A Justiça de Santa Catarina condenou sete réus envolvidos em um esquema de corrupção investigado pela Operação Mensageiro no município de Presidente Getúlio. Entre os condenados estão um ex-agente público e seis pessoas ligadas a uma empresa privada. A ação, movida pelo Ministério Público de Santa Catarina (MPSC), apurou crimes que afetaram diretamente os cofres públicos e a transparência da administração municipal no Alto Vale.
Detalhes das condenações e propinas
O principal condenado no processo é o ex-superintendente do Serviço Autônomo de Água, Tratamento e Esgoto (SAAE) de Presidente Getúlio. De acordo com a denúncia, ele recebeu propinas mensais entre 2018 e o final de 2022, somando um total de 382 mil reais. Pelo crime, o ex-servidor recebeu uma pena de 29 anos e dez meses de prisão em regime fechado, além de multa e a perda do cargo público.

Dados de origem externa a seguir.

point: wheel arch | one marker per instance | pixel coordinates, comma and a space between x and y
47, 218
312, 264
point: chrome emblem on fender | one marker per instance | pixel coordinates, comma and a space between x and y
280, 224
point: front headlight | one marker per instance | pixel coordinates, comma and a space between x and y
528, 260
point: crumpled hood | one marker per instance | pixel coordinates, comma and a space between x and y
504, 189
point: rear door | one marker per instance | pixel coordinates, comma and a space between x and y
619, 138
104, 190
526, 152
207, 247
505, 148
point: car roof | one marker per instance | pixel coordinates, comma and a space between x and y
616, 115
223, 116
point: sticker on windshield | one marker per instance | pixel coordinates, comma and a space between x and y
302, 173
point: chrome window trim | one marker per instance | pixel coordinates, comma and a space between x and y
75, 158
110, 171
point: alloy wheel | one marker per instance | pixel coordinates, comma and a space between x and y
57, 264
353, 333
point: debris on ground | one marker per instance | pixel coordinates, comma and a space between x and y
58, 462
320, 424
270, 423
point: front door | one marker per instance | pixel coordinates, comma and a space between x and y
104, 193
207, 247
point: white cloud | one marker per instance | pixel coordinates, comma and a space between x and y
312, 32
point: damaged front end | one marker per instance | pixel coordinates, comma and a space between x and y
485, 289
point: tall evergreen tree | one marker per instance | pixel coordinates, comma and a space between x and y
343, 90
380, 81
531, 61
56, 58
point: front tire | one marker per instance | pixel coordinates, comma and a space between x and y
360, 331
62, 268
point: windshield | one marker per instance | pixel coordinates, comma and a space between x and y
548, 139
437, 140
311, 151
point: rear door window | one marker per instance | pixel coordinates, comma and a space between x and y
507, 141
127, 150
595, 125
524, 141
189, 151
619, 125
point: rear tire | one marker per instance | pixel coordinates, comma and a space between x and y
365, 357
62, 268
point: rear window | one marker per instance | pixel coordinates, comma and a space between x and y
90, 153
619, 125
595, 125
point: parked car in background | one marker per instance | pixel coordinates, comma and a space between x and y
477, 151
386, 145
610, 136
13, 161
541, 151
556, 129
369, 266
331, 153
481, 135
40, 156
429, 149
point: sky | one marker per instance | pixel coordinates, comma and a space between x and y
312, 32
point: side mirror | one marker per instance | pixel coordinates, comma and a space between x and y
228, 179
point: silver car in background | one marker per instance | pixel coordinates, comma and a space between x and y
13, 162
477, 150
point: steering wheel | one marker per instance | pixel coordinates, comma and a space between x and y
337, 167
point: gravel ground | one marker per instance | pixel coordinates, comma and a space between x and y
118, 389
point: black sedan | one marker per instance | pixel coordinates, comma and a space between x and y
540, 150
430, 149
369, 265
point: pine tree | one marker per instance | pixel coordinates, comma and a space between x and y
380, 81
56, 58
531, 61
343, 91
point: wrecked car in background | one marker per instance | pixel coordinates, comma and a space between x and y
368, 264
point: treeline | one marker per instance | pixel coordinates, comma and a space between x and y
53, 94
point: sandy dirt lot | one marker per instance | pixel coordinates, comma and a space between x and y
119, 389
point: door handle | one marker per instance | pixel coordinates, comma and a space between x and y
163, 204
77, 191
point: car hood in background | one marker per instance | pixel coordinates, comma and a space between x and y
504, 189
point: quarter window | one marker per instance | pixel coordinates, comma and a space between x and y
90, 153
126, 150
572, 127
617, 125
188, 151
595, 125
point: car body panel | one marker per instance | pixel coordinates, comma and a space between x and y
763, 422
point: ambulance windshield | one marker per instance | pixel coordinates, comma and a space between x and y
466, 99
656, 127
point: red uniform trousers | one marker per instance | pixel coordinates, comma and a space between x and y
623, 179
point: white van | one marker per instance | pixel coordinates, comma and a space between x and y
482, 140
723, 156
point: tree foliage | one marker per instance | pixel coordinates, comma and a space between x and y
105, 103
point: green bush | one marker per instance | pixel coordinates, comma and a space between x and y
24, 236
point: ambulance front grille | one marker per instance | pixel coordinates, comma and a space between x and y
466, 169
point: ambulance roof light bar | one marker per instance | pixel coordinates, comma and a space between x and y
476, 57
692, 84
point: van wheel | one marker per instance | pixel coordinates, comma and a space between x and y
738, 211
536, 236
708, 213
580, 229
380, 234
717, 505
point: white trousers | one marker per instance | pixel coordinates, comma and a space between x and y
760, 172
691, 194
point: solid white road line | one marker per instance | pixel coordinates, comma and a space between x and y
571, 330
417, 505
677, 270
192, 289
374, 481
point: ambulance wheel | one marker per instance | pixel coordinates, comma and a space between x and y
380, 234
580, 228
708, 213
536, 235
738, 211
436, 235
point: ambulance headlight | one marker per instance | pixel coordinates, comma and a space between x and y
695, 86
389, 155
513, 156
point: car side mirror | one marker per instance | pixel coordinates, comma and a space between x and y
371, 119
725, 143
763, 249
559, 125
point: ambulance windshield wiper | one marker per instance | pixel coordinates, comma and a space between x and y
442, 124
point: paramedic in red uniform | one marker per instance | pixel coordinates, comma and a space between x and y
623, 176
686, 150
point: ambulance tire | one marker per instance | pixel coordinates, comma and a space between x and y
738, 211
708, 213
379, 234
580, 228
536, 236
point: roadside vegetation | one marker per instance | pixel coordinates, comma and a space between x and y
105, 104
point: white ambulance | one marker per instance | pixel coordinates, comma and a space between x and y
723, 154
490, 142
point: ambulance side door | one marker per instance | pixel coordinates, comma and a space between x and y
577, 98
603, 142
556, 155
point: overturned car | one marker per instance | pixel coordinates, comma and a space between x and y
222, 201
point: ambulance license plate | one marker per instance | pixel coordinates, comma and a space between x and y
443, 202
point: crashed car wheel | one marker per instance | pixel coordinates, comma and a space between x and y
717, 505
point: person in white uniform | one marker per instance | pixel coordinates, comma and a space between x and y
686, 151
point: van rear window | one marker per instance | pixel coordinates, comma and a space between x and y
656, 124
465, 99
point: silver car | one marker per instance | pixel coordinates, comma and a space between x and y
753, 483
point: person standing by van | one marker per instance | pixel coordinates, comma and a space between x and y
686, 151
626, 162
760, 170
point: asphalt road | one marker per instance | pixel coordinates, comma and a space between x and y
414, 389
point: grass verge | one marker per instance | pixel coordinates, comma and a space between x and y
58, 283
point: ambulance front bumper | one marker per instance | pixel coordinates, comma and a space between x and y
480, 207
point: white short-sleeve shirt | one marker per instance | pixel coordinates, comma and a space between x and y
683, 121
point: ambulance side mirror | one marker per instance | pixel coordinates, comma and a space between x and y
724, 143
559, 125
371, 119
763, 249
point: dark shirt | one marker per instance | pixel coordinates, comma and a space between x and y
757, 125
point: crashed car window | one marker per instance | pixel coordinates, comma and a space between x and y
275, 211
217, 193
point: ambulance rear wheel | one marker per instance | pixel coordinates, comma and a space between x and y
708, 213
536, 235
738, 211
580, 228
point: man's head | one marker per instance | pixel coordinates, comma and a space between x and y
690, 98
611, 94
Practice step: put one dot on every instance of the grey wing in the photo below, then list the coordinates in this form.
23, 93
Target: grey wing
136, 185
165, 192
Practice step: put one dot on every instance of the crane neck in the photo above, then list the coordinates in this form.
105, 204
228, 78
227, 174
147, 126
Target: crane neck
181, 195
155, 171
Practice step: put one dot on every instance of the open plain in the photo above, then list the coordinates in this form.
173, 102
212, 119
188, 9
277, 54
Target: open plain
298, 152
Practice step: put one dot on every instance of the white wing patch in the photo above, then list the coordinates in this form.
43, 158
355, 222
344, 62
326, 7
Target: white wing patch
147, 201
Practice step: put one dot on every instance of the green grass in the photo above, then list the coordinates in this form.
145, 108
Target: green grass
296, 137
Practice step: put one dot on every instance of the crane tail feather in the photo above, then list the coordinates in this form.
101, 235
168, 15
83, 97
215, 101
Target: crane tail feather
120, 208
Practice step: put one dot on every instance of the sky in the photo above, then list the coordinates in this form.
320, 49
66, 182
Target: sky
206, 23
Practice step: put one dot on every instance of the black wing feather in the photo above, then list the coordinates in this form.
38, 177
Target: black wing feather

Os outros seis réus, que fazem parte do núcleo empresarial envolvido no esquema, receberam penas que variam de dois a sete anos de reclusão. O chefe do grupo empresarial foi condenado a sete anos e três meses de prisão. Além do tempo de detenção, os envolvidos deverão pagar multas que acompanham a gravidade de cada participação no esquema criminoso.
Ministério Público busca aumento das penas
Apesar das condenações, a Promotoria de Justiça de Presidente Getúlio já entrou com recurso para tentar elevar as penas aplicadas. O Ministério Público argumenta que a decisão de primeiro grau não considerou agravantes importantes, como o fato de os réus usarem seus cargos e prestígio profissional para facilitar os crimes.
Outro ponto questionado pelo MPSC é a forma como os crimes de corrupção foram somados. A Justiça considerou os diversos pagamentos de propina como um crime continuado, o que reduz o tempo final de prisão. No entanto, os promotores defendem que cada pagamento deve ser tratado como um crime independente, o que aumentaria consideravelmente o total de anos de condenação para todos os envolvidos.
O impacto da Operação Mensageiro
A Operação Mensageiro é considerada a maior investigação contra a corrupção na história de Santa Catarina. Ela foca em crimes cometidos por agentes públicos e empresas no setor de coleta de lixo, iluminação pública e saneamento básico. Em todo o estado, diversos prefeitos e servidores já foram presos ou condenados por participação no esquema.
Em Presidente Getúlio, o caso chocou a comunidade pela longa duração dos pagamentos ilícitos. O recurso apresentado pelo Ministério Público agora aguarda análise do Tribunal de Justiça de Santa Catarina. Enquanto isso, as defesas dos réus também podem recorrer das sentenças proferidas em primeira instância.